Le ministre : Nous allons mettre en place des formations complémentaires pendant les vacances…
Charlotte : Mais ils en ont besoin de leurs vacances les profs ! C’est ça votre idée, les faire bosser 365 jours par an… Tout en continuant à les traiter de feignasses.
Kevin : Et 366 les années bi-textiles…
Le journaliste : Monsieur le ministre, je suis désolé de cette intrusion…
Le ministre : Laissez… Laissez… Ils m’amusent… Presque autant que Marie-Estelle…
Charlotte : Vous savez combien de nos profs sont surmenés ?
Gilles-Edouard : Avec tous les jours de grève qu’ils font en ce moment, pas beaucoup…
Kevin : Ils tombent comme des mouches… Même nous, on tient mieux le coup… Faut dire qu’on travaille moins…
Charlotte : Alors, vos nouveaux profs avec leurs nouvelles missions, pouet-pouet.
Le ministre : Quoi ?… Pouet-pouet ?…
Kevin : Vous oubliez… A la place, vous leur filez plus de blé pour qu’ils soient dignes un minimum… Même chez moi, au lycée de Grigny, ils sont plus mal habillés que les élèves. Tex pour les hommes, Desigual pour les femmes.
Charlotte : Chez moi, ils vont mettre leurs voitures dans un parking fermé pour que personne ne voit qu’ils ont des Clio et des 206…
Gilles-Edouard : Chez nous, il y en a qui a eu besoin d’argent.
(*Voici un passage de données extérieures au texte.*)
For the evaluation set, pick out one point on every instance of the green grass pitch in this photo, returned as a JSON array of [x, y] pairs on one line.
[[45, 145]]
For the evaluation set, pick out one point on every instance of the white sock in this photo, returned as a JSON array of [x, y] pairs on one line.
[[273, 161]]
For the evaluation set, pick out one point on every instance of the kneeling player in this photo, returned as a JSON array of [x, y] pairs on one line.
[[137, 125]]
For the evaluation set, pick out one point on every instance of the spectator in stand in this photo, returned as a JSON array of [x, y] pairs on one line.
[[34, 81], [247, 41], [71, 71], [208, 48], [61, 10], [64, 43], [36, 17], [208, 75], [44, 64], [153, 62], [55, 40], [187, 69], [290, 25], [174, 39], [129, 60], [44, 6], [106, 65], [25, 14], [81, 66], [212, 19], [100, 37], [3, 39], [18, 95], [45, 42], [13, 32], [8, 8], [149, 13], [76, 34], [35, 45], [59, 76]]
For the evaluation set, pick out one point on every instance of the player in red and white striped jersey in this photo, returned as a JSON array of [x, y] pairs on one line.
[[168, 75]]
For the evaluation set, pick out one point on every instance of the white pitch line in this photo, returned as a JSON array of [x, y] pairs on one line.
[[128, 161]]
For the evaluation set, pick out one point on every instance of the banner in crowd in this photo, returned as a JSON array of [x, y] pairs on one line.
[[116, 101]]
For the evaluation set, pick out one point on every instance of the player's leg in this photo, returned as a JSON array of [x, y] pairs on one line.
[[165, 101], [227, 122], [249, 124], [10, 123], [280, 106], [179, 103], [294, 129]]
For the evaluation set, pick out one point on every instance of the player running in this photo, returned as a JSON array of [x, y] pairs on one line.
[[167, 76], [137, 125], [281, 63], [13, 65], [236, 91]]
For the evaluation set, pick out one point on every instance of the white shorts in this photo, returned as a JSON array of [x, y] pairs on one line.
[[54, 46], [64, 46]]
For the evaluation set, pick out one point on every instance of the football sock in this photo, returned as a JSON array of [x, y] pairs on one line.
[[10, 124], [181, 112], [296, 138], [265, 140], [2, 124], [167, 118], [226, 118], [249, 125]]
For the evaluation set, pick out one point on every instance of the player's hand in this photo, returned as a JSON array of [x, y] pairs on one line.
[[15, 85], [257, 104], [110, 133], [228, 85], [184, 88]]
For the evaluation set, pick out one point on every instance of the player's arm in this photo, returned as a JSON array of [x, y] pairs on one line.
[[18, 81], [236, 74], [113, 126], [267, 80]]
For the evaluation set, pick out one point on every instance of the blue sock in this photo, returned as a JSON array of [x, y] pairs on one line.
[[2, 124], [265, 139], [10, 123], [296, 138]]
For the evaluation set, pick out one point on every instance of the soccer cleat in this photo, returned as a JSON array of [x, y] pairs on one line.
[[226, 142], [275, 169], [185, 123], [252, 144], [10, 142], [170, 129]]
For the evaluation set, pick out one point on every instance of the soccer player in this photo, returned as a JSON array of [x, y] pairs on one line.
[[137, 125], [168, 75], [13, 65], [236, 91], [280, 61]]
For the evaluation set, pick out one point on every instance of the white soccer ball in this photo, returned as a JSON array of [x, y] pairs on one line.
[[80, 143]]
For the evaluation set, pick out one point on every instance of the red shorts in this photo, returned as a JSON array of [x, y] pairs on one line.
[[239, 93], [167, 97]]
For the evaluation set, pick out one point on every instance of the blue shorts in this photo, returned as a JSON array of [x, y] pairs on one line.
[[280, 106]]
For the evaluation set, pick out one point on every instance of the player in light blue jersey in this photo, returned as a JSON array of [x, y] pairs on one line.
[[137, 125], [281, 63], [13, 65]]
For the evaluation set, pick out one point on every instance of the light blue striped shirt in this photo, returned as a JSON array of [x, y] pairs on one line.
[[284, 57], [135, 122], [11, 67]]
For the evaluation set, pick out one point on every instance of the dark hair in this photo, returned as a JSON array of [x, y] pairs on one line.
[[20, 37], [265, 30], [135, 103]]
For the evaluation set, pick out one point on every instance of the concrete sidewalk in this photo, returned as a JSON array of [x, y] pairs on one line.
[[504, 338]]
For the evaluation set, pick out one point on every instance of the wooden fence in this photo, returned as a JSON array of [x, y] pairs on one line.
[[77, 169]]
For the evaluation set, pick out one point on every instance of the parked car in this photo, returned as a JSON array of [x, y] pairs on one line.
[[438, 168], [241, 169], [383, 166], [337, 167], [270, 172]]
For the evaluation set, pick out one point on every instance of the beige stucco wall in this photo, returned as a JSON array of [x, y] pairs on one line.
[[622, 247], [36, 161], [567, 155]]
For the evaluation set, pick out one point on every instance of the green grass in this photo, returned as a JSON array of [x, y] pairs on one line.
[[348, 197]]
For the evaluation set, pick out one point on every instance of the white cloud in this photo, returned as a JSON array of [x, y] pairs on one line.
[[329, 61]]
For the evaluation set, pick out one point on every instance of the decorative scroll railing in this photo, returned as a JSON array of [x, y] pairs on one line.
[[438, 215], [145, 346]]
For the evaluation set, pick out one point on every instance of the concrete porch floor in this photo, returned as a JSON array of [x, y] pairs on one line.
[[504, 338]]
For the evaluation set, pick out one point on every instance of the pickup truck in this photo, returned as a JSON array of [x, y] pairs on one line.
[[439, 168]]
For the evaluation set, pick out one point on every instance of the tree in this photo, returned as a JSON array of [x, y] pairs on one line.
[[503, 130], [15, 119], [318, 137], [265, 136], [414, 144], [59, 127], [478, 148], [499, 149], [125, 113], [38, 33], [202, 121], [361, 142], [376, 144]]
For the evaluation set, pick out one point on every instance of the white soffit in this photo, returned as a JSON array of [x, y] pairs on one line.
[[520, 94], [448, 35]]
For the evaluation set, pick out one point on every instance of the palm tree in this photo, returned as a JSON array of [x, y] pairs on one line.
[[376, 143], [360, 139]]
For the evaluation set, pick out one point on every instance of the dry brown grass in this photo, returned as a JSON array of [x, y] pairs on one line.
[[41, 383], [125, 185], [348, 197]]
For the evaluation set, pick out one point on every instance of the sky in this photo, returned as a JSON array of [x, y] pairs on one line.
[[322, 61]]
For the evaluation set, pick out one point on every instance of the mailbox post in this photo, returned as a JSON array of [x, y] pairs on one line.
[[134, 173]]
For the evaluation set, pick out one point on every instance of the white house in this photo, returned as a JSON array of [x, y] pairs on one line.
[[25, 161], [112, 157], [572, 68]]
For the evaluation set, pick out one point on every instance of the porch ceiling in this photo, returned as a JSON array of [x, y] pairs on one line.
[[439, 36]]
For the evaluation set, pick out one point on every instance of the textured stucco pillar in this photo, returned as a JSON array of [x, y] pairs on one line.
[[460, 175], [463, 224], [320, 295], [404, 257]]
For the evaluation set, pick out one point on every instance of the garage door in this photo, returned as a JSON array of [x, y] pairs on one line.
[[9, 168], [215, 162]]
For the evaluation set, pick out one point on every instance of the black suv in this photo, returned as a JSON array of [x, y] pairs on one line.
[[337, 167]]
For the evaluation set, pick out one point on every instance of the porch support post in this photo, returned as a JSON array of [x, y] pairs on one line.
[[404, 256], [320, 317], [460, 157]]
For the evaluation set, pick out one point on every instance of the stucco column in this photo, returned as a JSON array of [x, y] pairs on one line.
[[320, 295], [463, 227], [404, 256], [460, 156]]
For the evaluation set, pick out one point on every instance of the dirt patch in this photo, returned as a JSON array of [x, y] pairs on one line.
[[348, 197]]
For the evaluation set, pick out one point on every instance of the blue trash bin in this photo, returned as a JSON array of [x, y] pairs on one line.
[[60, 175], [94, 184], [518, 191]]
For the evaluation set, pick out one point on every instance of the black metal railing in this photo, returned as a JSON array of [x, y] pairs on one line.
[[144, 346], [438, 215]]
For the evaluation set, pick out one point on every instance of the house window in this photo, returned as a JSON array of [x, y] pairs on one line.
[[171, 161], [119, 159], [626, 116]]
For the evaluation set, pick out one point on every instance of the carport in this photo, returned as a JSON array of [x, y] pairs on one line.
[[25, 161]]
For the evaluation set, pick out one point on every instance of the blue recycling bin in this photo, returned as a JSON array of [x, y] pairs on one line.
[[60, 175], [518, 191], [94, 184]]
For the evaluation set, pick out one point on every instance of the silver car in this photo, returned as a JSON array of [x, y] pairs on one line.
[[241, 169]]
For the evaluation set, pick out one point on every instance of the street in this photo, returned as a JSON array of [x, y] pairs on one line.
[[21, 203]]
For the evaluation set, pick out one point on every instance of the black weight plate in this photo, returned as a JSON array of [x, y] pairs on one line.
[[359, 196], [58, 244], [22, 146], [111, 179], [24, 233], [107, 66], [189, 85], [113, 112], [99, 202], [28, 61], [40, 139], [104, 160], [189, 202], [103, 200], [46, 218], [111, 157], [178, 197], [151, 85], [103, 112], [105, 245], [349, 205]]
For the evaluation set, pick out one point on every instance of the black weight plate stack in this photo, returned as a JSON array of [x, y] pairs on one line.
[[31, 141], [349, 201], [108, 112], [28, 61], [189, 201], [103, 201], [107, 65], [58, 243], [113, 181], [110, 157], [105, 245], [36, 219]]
On s’est cotisé, on lui a offert une tirelire. C’est gentil, non ?
Kevin : Ta gueule !
Le journaliste : Monsieur le ministre, je…
Le ministre : Laissez… Laissez… On se croirait au Conseil Supérieur des Programmes… Avant…
Charlotte : Bref, y a rien à définir… Juste avoir le courage de mettre sur la touche quelques taches…
Kevin : On a les noms si vous voulez… On a lancé une grande consultation sur Google Forms… Et alors, le premier de la liste, c’est un certain Hervé-Raymond Labuche de Plaignoncourt, prof au lycée français de Prague.
Gilles-Edouard : Papa !…
Charlotte : Alors lui c’est la complète comme on dit à Rennes… Méprise ses élèves, note à la tête, ne supporte pas les filles, lit son cours assis au bureau, fait des interros écrites dès que quelqu’un pose une question…
Le journaliste : Ah, j’en ai connu un comme ça…
Charlotte : C’était peut-être le même… Alors ceux-là, vous pouvez les redéfinir, monsieur le ministre. Mais les autres, laissez-les vivre un peu !…
Le journaliste : Des élèves qui soutiennent les profs, on aura tout vu.
Le ministre : Vous, vous oubliez de venir samedi…
Le journaliste : Non, monsieur le ministre…
Le ministre : Et soyez heureux que je ne dise pas à votre maîtresse que vous avez une femme…
Le journaliste : Monsieur le ministre… Nous avons fait une si belle émission…
Charlotte : J’espère que vous avez pris des notes…
Le journaliste : Des notes ? Pour quoi faire ?…
Kevin : Voir comment on met un ministre en difficulté en lui mettant le nez dans sa merde…
Charlotte : Et comment on doit faire attention quand on choisit un témoin… Vous voyez, on nous apprend encore 2 3 trucs au lycée.